秦風緊抿雙唇一言不發,明亮的眸子布滿了愁緒,他自然知道這件事總要面對,他不可能一輩子躲著爹爹,何況心裏確實不想離家出走。

“你是秦家的獨子,你這樣秦伯伯心裏也難過。”駱軼輕嘆道。

許是寒風吹得腦子特別清醒,秦風突然間想通了許多,他攏了攏披風朝駱軼雲淙笑起來:“你們快走罷,讓我爹發現你們掩護我,指不定要給駱伯伯告狀了。
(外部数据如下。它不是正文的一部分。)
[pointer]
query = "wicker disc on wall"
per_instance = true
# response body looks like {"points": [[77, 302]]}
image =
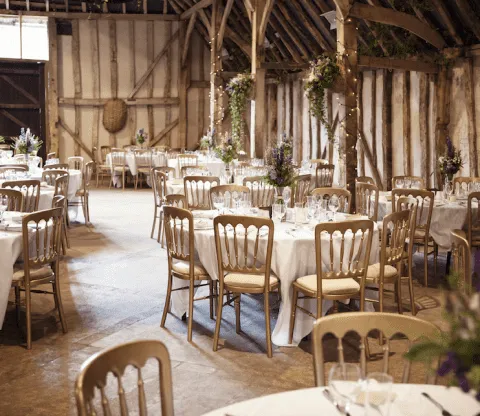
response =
{"points": [[114, 115]]}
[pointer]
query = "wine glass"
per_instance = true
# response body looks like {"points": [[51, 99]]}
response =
{"points": [[333, 205], [343, 381]]}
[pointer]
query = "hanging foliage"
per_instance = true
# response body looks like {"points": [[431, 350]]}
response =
{"points": [[239, 90], [324, 73]]}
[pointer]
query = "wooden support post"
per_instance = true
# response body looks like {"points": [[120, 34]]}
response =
{"points": [[471, 116], [52, 90], [77, 81], [407, 126]]}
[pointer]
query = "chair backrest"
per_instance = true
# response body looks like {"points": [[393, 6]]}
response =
{"points": [[41, 239], [425, 200], [95, 371], [365, 179], [366, 197], [473, 216], [343, 195], [104, 151], [12, 199], [75, 162], [261, 192], [236, 253], [197, 190], [50, 175], [390, 324], [238, 192], [176, 200], [324, 175], [300, 188], [63, 166], [159, 185], [462, 265], [408, 181], [31, 192]]}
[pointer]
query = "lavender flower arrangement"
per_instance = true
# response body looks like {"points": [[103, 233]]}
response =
{"points": [[280, 171], [141, 137], [451, 162], [26, 142], [459, 348]]}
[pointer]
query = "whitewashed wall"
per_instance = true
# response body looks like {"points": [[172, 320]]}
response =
{"points": [[197, 97]]}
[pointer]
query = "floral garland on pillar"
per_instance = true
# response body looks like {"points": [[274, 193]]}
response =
{"points": [[239, 90]]}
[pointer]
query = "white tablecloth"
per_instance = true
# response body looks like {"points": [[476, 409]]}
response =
{"points": [[293, 256], [446, 217], [311, 402]]}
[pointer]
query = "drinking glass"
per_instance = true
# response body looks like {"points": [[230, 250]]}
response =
{"points": [[343, 381], [378, 394]]}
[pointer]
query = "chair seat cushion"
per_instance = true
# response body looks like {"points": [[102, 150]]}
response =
{"points": [[35, 274], [183, 267], [330, 286], [248, 280], [373, 272]]}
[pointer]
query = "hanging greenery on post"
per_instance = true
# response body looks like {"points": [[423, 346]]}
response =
{"points": [[239, 90], [324, 73]]}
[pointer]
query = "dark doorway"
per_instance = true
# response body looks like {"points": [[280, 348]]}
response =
{"points": [[22, 99]]}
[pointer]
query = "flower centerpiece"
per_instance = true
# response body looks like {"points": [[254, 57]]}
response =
{"points": [[239, 90], [458, 348], [141, 137], [26, 143], [323, 74], [280, 170], [450, 163]]}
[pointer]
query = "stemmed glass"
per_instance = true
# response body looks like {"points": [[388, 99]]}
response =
{"points": [[333, 205]]}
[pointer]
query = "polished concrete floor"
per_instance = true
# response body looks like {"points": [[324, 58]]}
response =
{"points": [[113, 288]]}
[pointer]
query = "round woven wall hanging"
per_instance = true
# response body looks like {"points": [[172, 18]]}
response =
{"points": [[114, 115]]}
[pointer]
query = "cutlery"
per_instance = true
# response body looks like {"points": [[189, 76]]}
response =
{"points": [[330, 398], [439, 406]]}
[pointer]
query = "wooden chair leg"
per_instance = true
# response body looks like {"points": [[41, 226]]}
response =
{"points": [[267, 324]]}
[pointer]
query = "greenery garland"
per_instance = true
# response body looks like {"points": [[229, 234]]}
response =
{"points": [[239, 90], [322, 75]]}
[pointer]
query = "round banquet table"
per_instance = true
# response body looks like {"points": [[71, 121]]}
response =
{"points": [[408, 401], [293, 256]]}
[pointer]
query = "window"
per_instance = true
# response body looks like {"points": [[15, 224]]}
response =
{"points": [[27, 37]]}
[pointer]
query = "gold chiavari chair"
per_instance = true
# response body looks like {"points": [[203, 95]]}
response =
{"points": [[41, 240], [365, 179], [236, 192], [75, 163], [63, 166], [159, 187], [84, 192], [95, 371], [300, 188], [144, 162], [389, 324], [197, 191], [343, 196], [179, 231], [343, 277], [396, 230], [262, 193], [12, 199], [119, 164], [462, 265], [425, 200], [103, 168], [31, 192], [324, 176], [473, 219], [248, 272], [413, 179], [366, 196]]}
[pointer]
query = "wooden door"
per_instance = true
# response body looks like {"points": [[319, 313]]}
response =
{"points": [[22, 99]]}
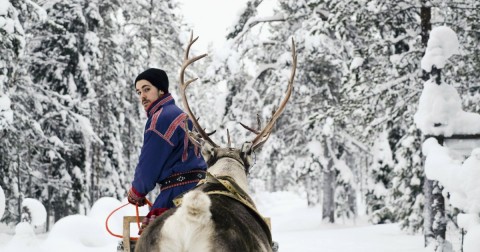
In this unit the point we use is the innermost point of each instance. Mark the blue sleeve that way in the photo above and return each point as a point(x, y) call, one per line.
point(153, 156)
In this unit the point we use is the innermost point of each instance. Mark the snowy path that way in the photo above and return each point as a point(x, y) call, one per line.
point(299, 228)
point(295, 227)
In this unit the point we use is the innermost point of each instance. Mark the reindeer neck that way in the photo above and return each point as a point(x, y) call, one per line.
point(227, 166)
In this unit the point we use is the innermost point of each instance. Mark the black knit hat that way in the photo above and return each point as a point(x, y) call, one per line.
point(156, 76)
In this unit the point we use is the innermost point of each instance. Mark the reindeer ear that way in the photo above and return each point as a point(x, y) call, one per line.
point(208, 151)
point(246, 153)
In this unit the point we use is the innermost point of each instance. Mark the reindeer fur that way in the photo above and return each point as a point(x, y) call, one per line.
point(209, 222)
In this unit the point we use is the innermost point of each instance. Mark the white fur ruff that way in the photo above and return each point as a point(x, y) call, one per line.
point(189, 229)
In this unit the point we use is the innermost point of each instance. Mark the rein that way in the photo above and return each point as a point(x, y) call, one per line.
point(138, 220)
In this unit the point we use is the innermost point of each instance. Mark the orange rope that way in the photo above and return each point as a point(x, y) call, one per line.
point(138, 220)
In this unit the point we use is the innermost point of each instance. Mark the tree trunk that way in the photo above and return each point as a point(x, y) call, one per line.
point(328, 204)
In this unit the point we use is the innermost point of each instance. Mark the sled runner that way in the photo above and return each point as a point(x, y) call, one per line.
point(128, 243)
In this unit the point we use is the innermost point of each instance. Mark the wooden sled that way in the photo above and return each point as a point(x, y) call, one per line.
point(128, 243)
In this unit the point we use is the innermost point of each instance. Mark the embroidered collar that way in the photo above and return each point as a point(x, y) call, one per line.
point(156, 105)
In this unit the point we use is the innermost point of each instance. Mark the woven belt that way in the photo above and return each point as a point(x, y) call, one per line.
point(182, 178)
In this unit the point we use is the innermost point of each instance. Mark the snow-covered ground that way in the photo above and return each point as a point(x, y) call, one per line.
point(296, 227)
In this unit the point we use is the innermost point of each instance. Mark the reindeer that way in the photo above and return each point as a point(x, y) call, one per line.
point(218, 214)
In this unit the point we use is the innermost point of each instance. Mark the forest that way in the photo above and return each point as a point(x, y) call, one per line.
point(71, 125)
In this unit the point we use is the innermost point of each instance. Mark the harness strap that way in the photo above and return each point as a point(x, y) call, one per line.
point(182, 178)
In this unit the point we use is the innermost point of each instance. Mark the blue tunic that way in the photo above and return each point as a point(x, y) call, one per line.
point(166, 150)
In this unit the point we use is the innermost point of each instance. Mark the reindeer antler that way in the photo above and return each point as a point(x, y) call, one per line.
point(263, 135)
point(184, 85)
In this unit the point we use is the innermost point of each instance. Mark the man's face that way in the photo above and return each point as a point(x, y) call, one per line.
point(147, 93)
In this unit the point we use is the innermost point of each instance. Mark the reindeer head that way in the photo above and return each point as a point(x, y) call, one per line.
point(229, 161)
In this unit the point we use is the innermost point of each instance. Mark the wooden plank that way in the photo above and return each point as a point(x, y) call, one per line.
point(127, 220)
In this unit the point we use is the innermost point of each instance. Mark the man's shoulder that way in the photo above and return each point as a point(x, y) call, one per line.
point(165, 117)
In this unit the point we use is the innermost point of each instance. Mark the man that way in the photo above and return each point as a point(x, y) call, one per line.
point(167, 156)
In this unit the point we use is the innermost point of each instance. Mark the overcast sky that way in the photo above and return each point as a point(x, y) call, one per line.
point(210, 18)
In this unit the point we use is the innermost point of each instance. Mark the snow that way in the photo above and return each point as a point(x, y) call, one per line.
point(38, 213)
point(442, 44)
point(4, 5)
point(295, 226)
point(6, 114)
point(440, 113)
point(2, 202)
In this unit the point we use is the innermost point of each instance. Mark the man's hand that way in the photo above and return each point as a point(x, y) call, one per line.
point(135, 199)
”

“那你去哪兒?”駱軼不放心地看著秦風,這十幾年相處讓他對這個秦家的小少爺可是當成親弟弟一樣的照顧,即便如今兩家人的形勢……

秦風輕松地聳聳肩,他大搖大擺地從大道下山,瀟灑不羈地揮揮手大吼道:“本少爺自然是回家咯~”

雲淙欣慰地笑了笑,毫不留情地說道:“好,明日我和駱軼帶金瘡藥去看你。”

秦風猛地轉過身瞪著駱軼和雲淙,少年英俊無雙的臉蛋被風雪吹得有些幹紅但卻掩不住那周身的明朗幹凈,他一邊退一邊沖著雲淙駱軼瀟灑倜儻地大吼一聲:“才不需要,我爹舍不得打我~”剛言罷便“嗖”地飛身離開這風雪滿天的蒙山腰。